33. Brief — An Doña Luise de la Cerda in Paracuellos
Kloster der Menschwerdung in Ávila, am 7. November 1571
Ermutigung in ihren Prüfungen. Glückliche Veränderungen im Kloster der Menschwerdung zu Ávila. Demut der Heiligen. Eitelkeit der Welt. Liebe zu Doña Luise.
Jhs
Die Gnade des Heiligen Geistes sei mit Euerer Gnaden!
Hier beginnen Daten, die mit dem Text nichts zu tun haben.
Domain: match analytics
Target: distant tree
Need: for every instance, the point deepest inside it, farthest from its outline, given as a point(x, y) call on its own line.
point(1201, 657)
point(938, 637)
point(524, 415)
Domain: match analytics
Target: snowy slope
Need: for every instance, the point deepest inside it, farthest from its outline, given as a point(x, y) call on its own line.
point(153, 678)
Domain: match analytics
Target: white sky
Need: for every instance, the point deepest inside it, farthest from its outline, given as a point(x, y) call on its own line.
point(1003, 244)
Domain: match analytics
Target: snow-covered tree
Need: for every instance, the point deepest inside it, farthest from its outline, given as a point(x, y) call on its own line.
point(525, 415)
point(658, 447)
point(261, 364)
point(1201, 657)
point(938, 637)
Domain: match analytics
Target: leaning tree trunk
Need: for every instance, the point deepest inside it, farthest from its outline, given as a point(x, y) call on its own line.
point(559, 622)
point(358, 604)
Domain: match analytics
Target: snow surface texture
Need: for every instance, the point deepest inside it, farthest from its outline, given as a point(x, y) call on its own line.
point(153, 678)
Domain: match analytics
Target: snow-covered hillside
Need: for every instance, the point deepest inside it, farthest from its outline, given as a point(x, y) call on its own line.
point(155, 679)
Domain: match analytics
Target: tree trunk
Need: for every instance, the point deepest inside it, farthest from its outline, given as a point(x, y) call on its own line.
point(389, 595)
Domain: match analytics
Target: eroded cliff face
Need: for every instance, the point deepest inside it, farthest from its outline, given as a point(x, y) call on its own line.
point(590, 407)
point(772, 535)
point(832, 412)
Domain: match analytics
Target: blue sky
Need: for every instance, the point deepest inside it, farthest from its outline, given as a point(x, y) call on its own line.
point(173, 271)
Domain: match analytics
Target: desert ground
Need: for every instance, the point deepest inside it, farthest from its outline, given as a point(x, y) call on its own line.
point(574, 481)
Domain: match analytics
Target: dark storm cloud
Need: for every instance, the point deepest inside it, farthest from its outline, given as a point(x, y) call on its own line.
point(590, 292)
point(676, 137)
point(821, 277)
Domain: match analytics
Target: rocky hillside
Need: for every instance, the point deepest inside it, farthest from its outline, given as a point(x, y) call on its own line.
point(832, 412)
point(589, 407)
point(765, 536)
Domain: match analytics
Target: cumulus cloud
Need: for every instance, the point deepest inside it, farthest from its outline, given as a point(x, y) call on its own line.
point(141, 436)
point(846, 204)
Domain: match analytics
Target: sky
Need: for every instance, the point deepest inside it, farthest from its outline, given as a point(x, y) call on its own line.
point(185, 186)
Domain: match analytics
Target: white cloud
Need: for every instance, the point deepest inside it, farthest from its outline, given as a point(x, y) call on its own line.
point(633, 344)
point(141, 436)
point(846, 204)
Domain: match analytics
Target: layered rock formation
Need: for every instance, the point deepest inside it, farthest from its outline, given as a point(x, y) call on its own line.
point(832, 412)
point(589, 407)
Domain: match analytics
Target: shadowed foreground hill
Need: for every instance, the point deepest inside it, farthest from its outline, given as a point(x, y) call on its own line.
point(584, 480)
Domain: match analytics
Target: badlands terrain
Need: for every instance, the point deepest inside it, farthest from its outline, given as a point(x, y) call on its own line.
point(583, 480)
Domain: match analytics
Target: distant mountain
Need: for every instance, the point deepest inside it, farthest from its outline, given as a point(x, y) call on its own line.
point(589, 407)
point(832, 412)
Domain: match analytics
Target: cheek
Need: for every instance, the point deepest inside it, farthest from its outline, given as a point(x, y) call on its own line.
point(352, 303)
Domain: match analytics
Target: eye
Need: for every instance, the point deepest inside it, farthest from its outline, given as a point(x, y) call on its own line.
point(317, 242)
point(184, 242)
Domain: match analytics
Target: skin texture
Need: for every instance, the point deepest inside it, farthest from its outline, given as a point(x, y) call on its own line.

Ich habe an Sie drei Briefe geschrieben, seitdem ich hier im Kloster der Menschwerdung bin, d. h. seit etwas mehr als drei Wochen, und es scheint, Sie haben keinen davon erhalten. Ich nehme dermaßen Anteil an Ihren Mühseligkeiten, daß ich infolge dieser Sorge, die sich zu meinen zahlreichen Prüfungen dahier gesellt hat, Gott nicht um andere zu bitten brauche. Er sei gepriesen für alles! Man sieht wohl, daß Euere Gnaden zu der Zahl jener Seelen gehören, die zum Genusse seines Reiches gelangen sollen, da er Ihnen den Kelch zum Trinken reicht, indem er Ihnen soviel Leiden schickt als Unterpfand seiner großen Liebe zu Ihnen.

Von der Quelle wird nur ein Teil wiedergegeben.